Methods. Survival analysis was evaluated by univariate (Kaplan-Meier product limit method and log rank test) and multivariate (Cox model) analysis. Correlations among variables were studied by contingency tables and statistical significance was evaluated by chi-square test.
Results. Lymphatic vessel invasion was present in 34.2% of cases, and BVI in 4.2%. Lymphatic vessel invasion correlated with BVI (P < 0.0001), and both were correlated with metastatic axillary lymph nodes and increasing tumor size and grade; BVI was sporadic (only 10 cases) among lymph node negative patients. Although LVI was more frequent among premenopausal patients and those with ductal carcinomas, BVI was unrelated to menopausal status and tumor type. Lymphatic vessel invasion and BVI were associated with poor survival by univariate analysis (P < 0.0001). By multivariate analysis, relative risk of death was significantly increased when LVI was present both in the whole series as well as in the lymph node negative and lymph node positive subgroups; the prognostic role of LVI was independent of menopausal and lymph node status, tumor size, tumor grade, or adjuvant treatment. In the lymph node negative sample, LVI had strong prognostic power. In the lymph node positive sample, the prognostic role of LVI was also independent of the number of lymph nodes with metastases. Blood vessel invasion had no prognostic role in any subgroup.

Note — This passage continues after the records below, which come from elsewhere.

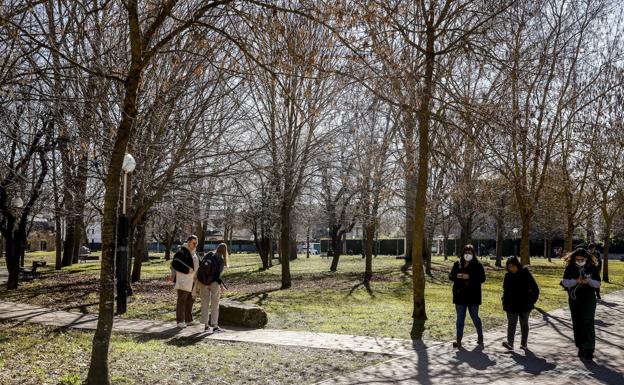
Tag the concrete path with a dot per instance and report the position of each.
(164, 330)
(551, 359)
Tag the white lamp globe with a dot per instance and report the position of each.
(129, 163)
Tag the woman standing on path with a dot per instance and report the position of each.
(210, 286)
(184, 267)
(467, 276)
(520, 292)
(581, 279)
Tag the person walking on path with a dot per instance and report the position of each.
(210, 286)
(467, 276)
(520, 293)
(184, 266)
(591, 248)
(581, 279)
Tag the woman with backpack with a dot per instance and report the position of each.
(520, 292)
(467, 276)
(210, 286)
(581, 279)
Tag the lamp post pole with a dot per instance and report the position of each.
(123, 227)
(17, 203)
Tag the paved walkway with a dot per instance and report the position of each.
(27, 313)
(552, 359)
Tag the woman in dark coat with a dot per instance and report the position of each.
(581, 279)
(520, 292)
(467, 276)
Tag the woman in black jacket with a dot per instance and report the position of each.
(467, 276)
(520, 292)
(581, 279)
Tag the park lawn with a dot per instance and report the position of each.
(46, 355)
(318, 300)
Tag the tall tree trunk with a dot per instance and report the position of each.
(138, 250)
(308, 242)
(336, 242)
(78, 236)
(569, 242)
(169, 244)
(525, 243)
(549, 250)
(410, 226)
(420, 210)
(466, 230)
(369, 237)
(58, 226)
(428, 240)
(285, 245)
(98, 369)
(12, 262)
(68, 244)
(499, 241)
(80, 186)
(200, 231)
(605, 257)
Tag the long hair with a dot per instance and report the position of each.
(571, 257)
(222, 250)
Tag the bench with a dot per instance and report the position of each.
(32, 272)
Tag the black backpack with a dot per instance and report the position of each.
(206, 269)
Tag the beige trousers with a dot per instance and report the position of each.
(210, 296)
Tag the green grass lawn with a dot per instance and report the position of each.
(319, 300)
(35, 355)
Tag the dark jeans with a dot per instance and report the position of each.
(512, 321)
(461, 317)
(184, 307)
(583, 314)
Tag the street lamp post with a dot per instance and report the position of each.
(122, 241)
(17, 203)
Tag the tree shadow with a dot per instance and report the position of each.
(188, 340)
(165, 335)
(604, 374)
(476, 358)
(260, 296)
(366, 285)
(533, 364)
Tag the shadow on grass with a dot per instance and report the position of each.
(533, 364)
(189, 340)
(259, 296)
(476, 358)
(604, 374)
(366, 285)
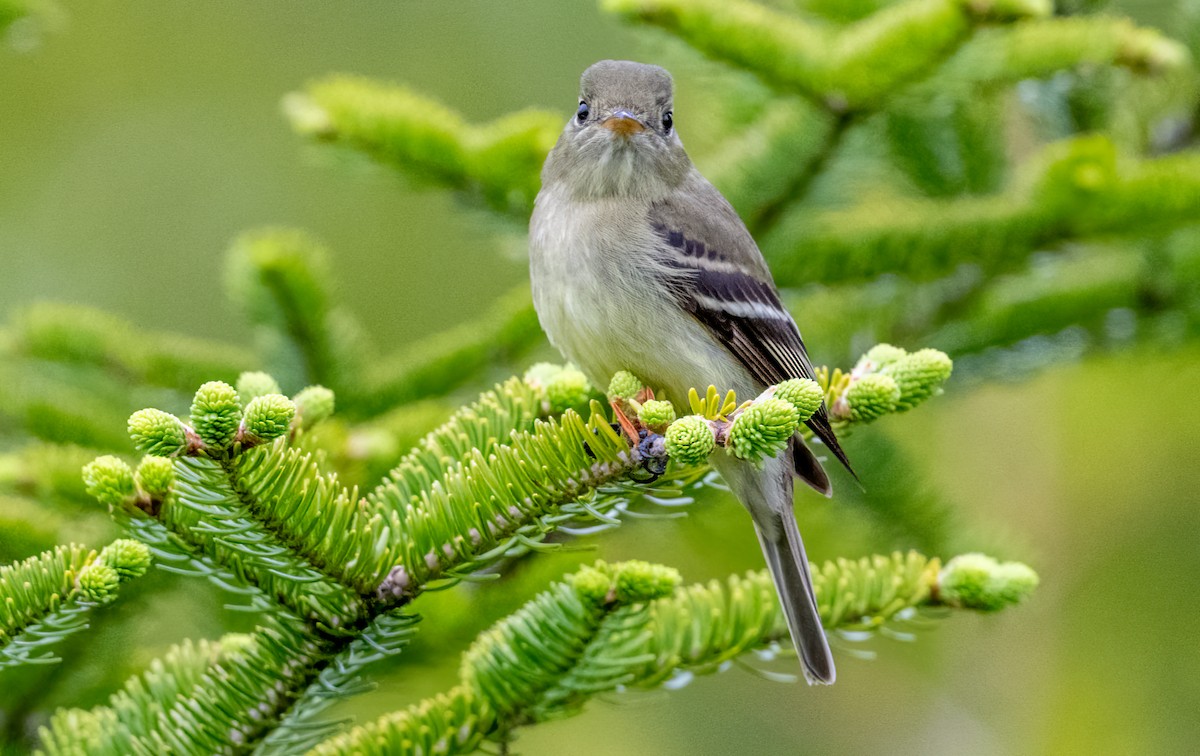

Conclusion. The prevalence of BVI was particularly low in this study, and the question of its possible prognostic role for patients with breast cancer should be assessed with methods that amplify its detection. LVI is a strong prognostic factor for operable patients with breast cancer. In lymph node negative patients, LVI is a predictor of poor prognosis for those who are consequently candidates for adjuvant therapy. Similarly, in lymph node positive patients, LVI is a predictor for a high risk of death for those who are candidates for highly intensive adjuvant strategies. Cancer 1995; 76:1772–8.